沈黙は、会話の失敗ではありません。むしろ、めちゃくちゃ必要な時間です。

こんにちは。白圡祥子です。
このNOTEは、
私がこれまでの人生で出会った出来事や学びの記録です。
嬉しかったことも、苦しかったことも、
振り返ればすべてが今の私をつくってくれました。
ここで綴る言葉が、
同じように悩んだり迷ったりしている誰かのヒントになれば。
そんな願いを込めて、日々発信していきます。
自分自身のために学び、考え、乗り越えてきた経験が、誰かの心を少し軽くしたり、一歩を踏み出すきっかけになったら嬉しいです。
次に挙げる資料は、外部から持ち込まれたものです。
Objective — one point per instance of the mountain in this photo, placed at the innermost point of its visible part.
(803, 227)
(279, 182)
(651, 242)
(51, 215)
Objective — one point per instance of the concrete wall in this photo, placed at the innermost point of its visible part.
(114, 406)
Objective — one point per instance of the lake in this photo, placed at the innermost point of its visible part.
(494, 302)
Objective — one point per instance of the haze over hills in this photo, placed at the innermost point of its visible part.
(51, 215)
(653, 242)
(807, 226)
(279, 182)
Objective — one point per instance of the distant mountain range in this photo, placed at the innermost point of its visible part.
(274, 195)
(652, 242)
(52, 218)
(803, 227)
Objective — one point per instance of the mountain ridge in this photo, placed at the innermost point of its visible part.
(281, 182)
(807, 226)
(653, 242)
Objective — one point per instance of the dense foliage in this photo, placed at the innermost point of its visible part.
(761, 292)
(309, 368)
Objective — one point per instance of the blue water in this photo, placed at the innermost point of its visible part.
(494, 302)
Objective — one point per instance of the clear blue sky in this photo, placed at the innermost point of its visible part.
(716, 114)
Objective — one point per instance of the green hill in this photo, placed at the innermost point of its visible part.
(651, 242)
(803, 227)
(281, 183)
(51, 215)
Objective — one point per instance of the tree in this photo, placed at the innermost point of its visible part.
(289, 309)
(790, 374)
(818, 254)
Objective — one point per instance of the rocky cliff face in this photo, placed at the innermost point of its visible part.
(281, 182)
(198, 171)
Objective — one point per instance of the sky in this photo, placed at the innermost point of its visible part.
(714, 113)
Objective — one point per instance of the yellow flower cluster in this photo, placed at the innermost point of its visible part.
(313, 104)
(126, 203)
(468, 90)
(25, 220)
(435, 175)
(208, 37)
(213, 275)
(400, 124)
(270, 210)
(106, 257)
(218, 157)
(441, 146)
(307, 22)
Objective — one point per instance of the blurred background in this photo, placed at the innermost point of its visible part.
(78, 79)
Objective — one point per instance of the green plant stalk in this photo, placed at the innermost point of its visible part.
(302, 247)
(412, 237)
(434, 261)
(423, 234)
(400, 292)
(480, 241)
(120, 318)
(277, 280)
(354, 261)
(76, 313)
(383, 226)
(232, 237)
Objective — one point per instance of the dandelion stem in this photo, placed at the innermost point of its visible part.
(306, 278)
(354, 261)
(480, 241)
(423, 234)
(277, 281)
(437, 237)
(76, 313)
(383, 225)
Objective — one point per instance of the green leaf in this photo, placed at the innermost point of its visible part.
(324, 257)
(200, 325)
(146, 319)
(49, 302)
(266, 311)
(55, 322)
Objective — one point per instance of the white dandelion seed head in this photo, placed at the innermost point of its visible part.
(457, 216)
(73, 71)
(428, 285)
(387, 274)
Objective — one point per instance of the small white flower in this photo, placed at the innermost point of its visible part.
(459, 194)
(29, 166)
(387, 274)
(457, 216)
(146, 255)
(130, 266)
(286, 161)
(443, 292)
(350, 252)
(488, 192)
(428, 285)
先日、歯医者さんでインプラント治療の説明を受けたのですが。。。
インプラントは高額な治療。
だから私は、これまで感じていた口の中の違和感を、
「どう説明したら、ちゃんと伝わるかな?」
と、自分の中で言葉を探しながら慎重に話そうとしていました。
ところが、カウンセリングをしてくださった方が、
「それは、こうですね」
「ああ、だからこうなんですね」
「私の場合は……」
と、私の話を遮って、どんどん自分の話を始めたんです。
きっと、「あなたに共感してますよ!」という優しさからだと思います。
でも私は、
「まだ私の話、終わってないんだけど……」
という気持ちになりました。
結局、伝えたかったことの半分も話せないまま、
歯科医の先生にもう一度、自分が感じていたことを説明することになりました。
さっきの事前カウンセリングはなんだったの?
という出来事から、
「これって、私たちの体験会や相談会でも同じことが起きていないかな?」
と思ったんです。
「私も!」は、ちょっと待って!!
お客様が、
「最近、仕事がうまくいかなくて……」
と話したとき、
「分かります!私も以前……」
と、自分の話に持っていっていませんか?
共感したい気持ちは分かります。
仲良くなろう。
距離を縮めよう。
そんな気持ちが先走ってしまうのもわかるのです。
でも、お客様は今、
あなたの話ではなく、自分の話をしている途中なんです。
だからまずは、
「そうだったんですね」
「それから、どうなったんですか?」
と、もう少し聴いてみる。
自分の経験を話すのは、その後でも遅くありません。
なぜなら、
沈黙も大切な傾聴するための技術の一つだからです。
お客様が言葉に詰まると、
「何か言わなきゃ」
「私が言葉にしてあげなきゃ」
と、ついこちらが話で埋めたくなります。
でも、その沈黙は、
お客様が自分の心の中を整理している時間かもしれません。
「どう伝えよう?」
「本当は何を感じているんだろう?」
と、頭の中で言葉を探しているのかもしれない。
だから、数秒の沈黙くらい、怖がらなくていい。
むしろ、その余白を残してあげる。
すると、その後に、
「実は……」
と、本当に話したかったことが出てくることがあります。
聴くというのは、話さないことでもある
カウンセリングやコーチングでは、
「何を質問するか」
「何を伝えるか」
に意識が向きがちです。
でも、
相手の話を最後まで奪わないことも、立派な「聴く」なのです。
「私も!」と思ったら、ちょっと待つ。
沈黙があったら、少し待つ。
そして、
「この人は今、私に何を伝えようとしているんだろう?」
と考える。
あなたが話す番は、ちゃんと後からやってきます。
お客様が、
「この人は、私の話をちゃんと聞いてくれた」
と感じること。
そこから、本当の信頼関係が始まるのだと思います。
次の相談会では、
「私も同じ!」と思った瞬間こそ、自分の話を一旦しまっておく。
そして、お客様が沈黙したら、すぐに埋めない。
その数秒を、大切にしてみてください。
沈黙は、会話の失敗ではありません。
お客様の心が動いている時間かもしれません。